Abécédaire

 

 
Bond n° 2
 
 


Hélène Merlin-Kajman

03/11/2018

 

 

Le mot « bond » est formé à partir de « bondir ». Mais personne ne sait pourquoi « bondir » provient d’un verbe latin, bombitare, qui veut dire bourdonner. Une impression sonore s’est traduite en perception visuelle, et celle-ci en impulsion cinétique. Ainsi s’explique peut-être la différence d’intensité entre le saut et le bond : surgi de plusieurs sens à la fois, prêt à se déployer en bondissements, le bond va plus haut, plus loin que le saut. Il appelle le rire, l’ivresse, la main attachée à une autre main ; il est flèche, il est élan ; il rivalise avec le vent.

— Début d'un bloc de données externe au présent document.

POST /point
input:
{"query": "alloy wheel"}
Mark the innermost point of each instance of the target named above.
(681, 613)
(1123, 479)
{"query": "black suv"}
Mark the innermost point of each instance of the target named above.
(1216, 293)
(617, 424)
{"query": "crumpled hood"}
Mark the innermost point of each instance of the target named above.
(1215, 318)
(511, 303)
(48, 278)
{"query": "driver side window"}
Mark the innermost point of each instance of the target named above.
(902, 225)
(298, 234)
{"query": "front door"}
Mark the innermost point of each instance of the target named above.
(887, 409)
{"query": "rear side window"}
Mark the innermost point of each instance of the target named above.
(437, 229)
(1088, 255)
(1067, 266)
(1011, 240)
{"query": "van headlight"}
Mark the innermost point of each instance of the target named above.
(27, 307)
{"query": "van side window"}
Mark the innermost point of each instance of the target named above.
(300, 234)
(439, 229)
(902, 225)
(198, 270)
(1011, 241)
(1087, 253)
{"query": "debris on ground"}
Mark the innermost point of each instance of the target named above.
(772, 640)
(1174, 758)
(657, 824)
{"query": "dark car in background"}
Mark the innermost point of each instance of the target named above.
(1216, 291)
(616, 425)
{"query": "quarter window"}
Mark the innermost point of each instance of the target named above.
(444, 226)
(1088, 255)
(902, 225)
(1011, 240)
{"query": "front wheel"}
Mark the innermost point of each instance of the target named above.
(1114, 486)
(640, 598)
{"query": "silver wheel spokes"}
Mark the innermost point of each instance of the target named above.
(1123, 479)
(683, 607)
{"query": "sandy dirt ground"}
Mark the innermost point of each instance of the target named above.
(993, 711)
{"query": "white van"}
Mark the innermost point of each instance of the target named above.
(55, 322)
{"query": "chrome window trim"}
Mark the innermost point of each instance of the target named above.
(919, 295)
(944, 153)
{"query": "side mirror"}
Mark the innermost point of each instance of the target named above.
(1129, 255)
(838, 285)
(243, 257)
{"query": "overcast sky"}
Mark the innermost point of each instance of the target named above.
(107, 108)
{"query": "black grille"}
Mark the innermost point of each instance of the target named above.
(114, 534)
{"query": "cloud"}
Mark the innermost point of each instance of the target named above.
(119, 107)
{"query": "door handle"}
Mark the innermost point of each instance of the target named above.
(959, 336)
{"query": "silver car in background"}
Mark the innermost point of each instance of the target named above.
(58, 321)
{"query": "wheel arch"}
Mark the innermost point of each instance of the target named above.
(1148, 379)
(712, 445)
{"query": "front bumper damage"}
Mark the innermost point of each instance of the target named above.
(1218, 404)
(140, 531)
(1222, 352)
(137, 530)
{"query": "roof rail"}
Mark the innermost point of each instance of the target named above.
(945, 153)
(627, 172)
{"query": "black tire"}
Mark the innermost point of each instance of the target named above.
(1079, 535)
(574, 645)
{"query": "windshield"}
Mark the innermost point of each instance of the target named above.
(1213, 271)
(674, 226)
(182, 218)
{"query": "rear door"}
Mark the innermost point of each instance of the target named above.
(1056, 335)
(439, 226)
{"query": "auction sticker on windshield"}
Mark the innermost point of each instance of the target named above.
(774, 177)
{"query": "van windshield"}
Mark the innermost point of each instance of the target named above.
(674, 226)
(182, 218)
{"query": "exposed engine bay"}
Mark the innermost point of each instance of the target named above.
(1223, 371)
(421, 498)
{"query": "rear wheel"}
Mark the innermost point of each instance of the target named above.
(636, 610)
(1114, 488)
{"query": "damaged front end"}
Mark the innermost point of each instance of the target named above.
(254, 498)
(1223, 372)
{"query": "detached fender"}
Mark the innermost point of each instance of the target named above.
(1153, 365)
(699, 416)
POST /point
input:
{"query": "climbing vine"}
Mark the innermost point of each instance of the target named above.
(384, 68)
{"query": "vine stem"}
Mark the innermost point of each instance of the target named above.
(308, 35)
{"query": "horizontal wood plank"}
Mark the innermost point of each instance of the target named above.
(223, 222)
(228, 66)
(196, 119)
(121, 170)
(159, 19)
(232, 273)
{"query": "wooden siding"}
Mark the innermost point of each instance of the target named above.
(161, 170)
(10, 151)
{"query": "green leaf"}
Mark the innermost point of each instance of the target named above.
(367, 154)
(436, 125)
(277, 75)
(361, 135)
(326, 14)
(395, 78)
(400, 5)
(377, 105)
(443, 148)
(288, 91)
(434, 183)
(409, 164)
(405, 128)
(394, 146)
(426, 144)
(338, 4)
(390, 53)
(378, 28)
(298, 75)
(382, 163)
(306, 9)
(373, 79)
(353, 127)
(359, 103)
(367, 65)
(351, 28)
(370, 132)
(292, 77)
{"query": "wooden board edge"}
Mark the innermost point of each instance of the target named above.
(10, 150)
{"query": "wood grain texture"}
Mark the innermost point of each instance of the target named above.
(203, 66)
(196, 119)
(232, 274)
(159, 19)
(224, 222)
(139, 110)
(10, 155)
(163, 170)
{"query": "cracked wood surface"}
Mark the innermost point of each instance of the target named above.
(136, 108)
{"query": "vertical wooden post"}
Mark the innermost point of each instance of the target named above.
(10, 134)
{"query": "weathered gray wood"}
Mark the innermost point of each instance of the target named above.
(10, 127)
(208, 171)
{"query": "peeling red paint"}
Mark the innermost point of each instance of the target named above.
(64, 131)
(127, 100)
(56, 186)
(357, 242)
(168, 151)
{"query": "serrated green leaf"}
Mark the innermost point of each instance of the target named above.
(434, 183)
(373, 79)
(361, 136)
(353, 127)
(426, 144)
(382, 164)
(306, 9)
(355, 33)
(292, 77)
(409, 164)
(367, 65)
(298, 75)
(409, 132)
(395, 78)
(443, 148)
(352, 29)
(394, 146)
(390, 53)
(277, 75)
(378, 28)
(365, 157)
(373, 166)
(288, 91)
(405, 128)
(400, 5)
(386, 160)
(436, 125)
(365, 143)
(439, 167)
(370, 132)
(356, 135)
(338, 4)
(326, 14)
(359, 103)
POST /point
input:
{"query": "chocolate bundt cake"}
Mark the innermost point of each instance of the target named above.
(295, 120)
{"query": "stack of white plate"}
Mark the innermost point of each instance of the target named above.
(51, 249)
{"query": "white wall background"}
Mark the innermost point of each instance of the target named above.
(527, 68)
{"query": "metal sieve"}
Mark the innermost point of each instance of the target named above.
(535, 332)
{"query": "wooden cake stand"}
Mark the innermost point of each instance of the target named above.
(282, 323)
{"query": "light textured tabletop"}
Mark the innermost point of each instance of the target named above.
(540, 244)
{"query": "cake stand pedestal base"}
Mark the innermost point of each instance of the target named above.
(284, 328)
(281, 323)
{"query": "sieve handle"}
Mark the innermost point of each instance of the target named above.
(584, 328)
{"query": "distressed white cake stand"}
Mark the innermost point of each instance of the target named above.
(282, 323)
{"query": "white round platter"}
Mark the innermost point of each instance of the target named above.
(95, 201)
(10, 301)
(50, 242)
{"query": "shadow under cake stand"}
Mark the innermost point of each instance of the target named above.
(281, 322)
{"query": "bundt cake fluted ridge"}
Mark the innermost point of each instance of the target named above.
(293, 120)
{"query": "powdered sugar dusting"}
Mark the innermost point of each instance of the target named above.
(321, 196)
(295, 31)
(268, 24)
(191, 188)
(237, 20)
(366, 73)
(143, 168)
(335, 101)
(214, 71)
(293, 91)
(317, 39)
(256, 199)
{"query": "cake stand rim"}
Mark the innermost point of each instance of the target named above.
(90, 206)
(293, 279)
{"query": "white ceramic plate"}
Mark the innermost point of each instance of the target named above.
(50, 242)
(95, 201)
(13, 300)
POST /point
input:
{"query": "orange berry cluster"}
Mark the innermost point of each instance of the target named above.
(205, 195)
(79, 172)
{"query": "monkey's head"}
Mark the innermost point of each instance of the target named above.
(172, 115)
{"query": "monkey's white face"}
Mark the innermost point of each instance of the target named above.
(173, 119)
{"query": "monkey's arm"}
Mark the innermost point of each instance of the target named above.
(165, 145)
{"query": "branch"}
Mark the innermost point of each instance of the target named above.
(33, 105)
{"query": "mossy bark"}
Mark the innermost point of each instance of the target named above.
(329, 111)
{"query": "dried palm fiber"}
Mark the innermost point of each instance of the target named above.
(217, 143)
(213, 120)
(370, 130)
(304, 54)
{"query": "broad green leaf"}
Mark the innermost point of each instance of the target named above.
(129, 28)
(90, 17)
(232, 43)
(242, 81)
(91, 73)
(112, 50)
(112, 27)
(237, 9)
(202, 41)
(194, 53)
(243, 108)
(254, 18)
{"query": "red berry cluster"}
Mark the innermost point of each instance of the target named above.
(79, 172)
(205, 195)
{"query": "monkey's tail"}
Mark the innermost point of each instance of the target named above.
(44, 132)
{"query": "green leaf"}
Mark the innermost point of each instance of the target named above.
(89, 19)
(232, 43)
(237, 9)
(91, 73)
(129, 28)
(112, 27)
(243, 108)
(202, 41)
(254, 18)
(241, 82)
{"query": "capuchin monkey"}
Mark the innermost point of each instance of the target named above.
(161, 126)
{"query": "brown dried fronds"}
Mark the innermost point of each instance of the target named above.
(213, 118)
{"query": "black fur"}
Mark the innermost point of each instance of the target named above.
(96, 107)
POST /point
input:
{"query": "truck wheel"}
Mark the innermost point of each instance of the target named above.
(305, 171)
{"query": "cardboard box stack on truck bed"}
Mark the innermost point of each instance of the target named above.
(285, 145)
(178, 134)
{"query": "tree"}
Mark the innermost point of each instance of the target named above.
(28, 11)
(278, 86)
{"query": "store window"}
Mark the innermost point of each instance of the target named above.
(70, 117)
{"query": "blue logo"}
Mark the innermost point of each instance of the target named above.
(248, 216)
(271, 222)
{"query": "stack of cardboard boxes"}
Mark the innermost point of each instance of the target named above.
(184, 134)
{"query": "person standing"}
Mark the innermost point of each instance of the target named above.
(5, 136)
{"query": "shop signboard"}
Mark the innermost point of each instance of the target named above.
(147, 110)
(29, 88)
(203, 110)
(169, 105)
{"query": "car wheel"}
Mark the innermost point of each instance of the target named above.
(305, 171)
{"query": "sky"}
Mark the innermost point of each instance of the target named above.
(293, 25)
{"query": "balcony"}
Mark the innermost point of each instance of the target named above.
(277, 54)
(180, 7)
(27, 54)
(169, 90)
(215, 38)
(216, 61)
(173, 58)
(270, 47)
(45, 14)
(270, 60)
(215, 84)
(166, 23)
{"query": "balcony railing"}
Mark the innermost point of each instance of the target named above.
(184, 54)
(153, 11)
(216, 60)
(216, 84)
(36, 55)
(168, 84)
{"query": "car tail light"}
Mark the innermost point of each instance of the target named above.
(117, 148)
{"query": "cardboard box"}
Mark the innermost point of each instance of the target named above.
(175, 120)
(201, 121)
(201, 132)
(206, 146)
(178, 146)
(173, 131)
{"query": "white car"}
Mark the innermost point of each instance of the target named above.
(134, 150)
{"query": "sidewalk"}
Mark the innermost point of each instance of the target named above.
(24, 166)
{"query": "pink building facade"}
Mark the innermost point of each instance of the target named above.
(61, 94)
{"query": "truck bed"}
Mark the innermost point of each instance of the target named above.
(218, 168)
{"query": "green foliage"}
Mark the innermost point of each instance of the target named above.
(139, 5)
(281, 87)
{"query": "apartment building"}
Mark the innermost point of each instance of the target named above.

Le bond est par excellence un mouvement animal. Mais tous les animaux ne bondissent pas, et ce ne sont pas forcément les plus légers qui le font. Ainsi, les oiseaux aériens déploient leurs ailes et s’envolent. Mais à terre, ils sautillent, ils ne bondissent pas.

On dit abusivement de certains animaux qu’ils bondissent lorsqu’ils sautent sur leur proie, comme le tigre ou le léopard. D’autres font des sauts spectaculaires sans pour autant bondir, comme la puce, le kangourou, la grenouille ou le grillon. Mais seuls certains animaux bondissent absolument, comme le chamois, la chèvre ou la gazelle ; et le dauphin, et le poisson volant.

Passée la grâce de l’enfance, l’homme n’est pas le plus bondissant des animaux. Mais il se rattrape en jouant (avec toutes sortes de balles et de ballons notamment) et en mettant toute sa personne au diapason du bond.

Ainsi, il est de notoriété publique que certains organes bondissent (Lorsqu’elle vit apparaître le message attendu, son cœur fit un bond dans sa poitrine).

Certains sentiments peuvent réellement faire bondir : la peur, la colère, la surprise, la joie... Et d’autres métaphoriquement, et rebondir même : l’amour, la confiance par exemple.

De là vient que certaines locutions décrivent quelques expériences ou quelques moments décisifs de la vie humaine (Prendre la balle au bond. Faire un bond en avant).

Il arrive aussi que le temps paraisse bondir en désordre. Ou qu’à l’inverse, sa lenteur torrentielle évoque les bonds et rebonds que l’eau fait de pierre en pierre, trop vite pour que le regard cherche à la suivre.

Bombitare, c’était cela peut-être, ce bruit d’eau sans cesse jaillissante, sans cesse renouvelée : fermer les yeux au bord d’une cascade, au creux de l’été. Car dans l’indolence, la pensée et le cœur, tout le corps même, font des bonds secrets et convergents.